You're organising the Fringe programme for the Dublin Theatre Festival. You decide that maybe a visual arts strand would be a good idea. Who are you going to call? You could do worse than try to track down Mark Garry, an artist who, like some of his peers, became an accidental curator when he found the art world structures weren't really tapping into the activities being pursued by many younger artists. A committed advocate of presenting art outside the hallowed gallery space, earlier this year he organised Ascend, an open-air show of projected art at Ballymun.

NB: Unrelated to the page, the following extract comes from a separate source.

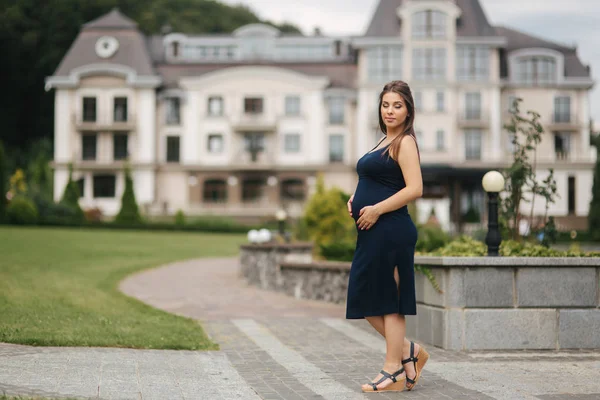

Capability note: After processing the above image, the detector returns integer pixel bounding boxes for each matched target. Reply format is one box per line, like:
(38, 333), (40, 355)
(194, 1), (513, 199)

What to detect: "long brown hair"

In fact he's so concerned about staying outside the loop that he had some doubts about the Fringe project. "I did ask myself whether I was contradicting myself by doing this," he explains. "Particularly when the question of whether to find a corporate sponsor came up. In the end I decided to steer clear of that option." What finally convinced him to become involved, though, "was the opportunity to offer seven people solo shows. In their heart of hearts, I think most artists are lying when they say how delighted they are to be included in a group show. You just don't get the exposure you need. And it is very hard for young artists to get solo shows."
Apart from situating art outside of the usual spaces, Garry's speciality is to cut across boundaries between art categories. For the fringe visual arts project, Gain, he has roped in people who work in a variety of areas, from straightforward painting to graphic design, choreography, music and interactive media. "This is a chance to bring in things from further afield, the kind of thing that doesn't usually get seen."

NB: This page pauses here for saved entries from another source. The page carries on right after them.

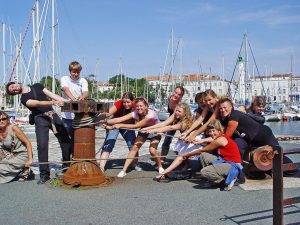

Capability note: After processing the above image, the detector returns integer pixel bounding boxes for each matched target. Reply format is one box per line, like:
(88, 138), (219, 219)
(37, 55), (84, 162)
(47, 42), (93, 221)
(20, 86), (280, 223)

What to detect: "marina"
(1, 1), (300, 225)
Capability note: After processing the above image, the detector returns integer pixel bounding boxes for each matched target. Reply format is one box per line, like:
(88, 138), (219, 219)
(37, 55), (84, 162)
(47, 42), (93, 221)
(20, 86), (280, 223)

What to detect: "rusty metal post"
(273, 145), (283, 225)
(61, 100), (110, 186)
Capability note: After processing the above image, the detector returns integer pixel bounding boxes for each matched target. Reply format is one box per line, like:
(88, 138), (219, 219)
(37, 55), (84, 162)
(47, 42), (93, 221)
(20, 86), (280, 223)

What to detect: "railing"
(273, 146), (300, 225)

The work will be dispersed through city centre venues, none of which count as conventional exhibition spaces. "Some of the pieces you'll just sort of stumble on, some of them you will have to make a conscious effort to see." In a way Janice Hough's Pole Position, situated on the third floor of the Fleet Street Car Park, falls into both categories. Utilising an expansive lay-out of Scalextrix track and cars in a disused ballroom, she has generated images exploring the seriousness of play, how ego, competitiveness and aggression are invariably involved in even the most apparently relaxed activities.
You will probably happen upon Christine Ellison's "metaphorical products", which satirise the process of relentless commodification. They take the form of window displays in several shops. A bottle of Inspiration carries the cautionary rider "Can lead to over-achievement" while Answers to the World, suggests that you should only take one per lifetime. It is possible that you will walk right by Louisa Sloan's location signs. She began by musing on the connection between place names and activities. As the uses of places have changed we are left with names indicating occupations no longer found there. But, she thought, imagine place names linked to more prosaic, everyday activities, such as a Skipping Lane along which everyone skipped.

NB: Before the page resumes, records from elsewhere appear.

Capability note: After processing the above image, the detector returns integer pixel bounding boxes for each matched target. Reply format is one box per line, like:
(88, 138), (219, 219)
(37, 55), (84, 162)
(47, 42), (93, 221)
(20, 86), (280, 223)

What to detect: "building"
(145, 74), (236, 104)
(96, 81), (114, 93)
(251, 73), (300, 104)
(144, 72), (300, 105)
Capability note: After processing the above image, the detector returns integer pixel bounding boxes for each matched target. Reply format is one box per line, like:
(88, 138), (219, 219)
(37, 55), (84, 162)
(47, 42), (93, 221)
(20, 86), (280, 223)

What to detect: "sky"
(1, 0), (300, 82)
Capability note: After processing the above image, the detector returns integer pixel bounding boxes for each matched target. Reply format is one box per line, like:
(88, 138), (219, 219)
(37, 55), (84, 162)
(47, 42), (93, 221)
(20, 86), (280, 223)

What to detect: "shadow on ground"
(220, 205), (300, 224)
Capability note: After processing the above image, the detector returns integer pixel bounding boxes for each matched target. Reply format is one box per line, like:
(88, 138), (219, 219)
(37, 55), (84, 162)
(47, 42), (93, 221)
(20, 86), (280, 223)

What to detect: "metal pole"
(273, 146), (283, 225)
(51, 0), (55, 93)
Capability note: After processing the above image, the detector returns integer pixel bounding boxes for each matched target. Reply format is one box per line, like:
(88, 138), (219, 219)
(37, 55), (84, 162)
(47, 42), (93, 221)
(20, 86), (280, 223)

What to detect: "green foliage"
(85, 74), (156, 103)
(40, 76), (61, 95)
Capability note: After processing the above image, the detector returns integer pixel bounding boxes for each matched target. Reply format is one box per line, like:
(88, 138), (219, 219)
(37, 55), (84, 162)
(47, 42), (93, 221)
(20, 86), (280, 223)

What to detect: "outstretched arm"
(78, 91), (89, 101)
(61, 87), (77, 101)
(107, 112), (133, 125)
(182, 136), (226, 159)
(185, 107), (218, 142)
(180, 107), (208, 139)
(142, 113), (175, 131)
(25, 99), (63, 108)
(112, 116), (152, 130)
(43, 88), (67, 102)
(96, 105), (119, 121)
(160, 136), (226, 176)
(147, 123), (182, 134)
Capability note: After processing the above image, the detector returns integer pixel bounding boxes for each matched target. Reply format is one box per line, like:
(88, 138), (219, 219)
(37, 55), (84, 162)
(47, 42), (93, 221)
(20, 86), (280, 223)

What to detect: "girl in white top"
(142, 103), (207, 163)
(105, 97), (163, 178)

What appealed to Garry about her idea was that she was investing an element of lightness, of fantasy, in the workaday city, making "signs of possibility". Similarly concerned with the fabric of the everyday city, Morleigh Steinberg's film chronicles a remarkable performance by Butoh dancer Oguri, based on the activity of crossing the street, "a daring act of trust between pedestrian and motorist".
Karl Burke, extremely active as a musician as well as a sculptor, is showing a wall-mounted work that is recognisably related to Minimalism. The on-off sequence of his neon installation Twotothred illustrates the perceptual leap from two to three dimensions. It's a purely conceptual piece, advertising an idea, in a sense, in a form and context more usually linked to commercial advertising. Also crossing into the field of advertising, in Smithfield, Laurie Legrand's billboard-mounted digital prints, meditations on personal rather than corporate identities and histories, are derived from photo-booth portraits.
Garry's own work, a 15-minute animated film, Where Failure Leads to Irony, will be projected on to the angled corner of the Civic Offices. He grimaces uneasily when asked what it's about. "It's easy to talk about anyone's work but your own. What it's about, I suppose, is the collapse of the difference between high and low culture. You know, how you can watch anything on TV. It's as valid to watch something bad, it becomes ironic, cultish. Because people have become afraid to say whether something is good or bad . . . oh, God, that doesn't sound good. That doesn't really explain it at all. You'll have to see it."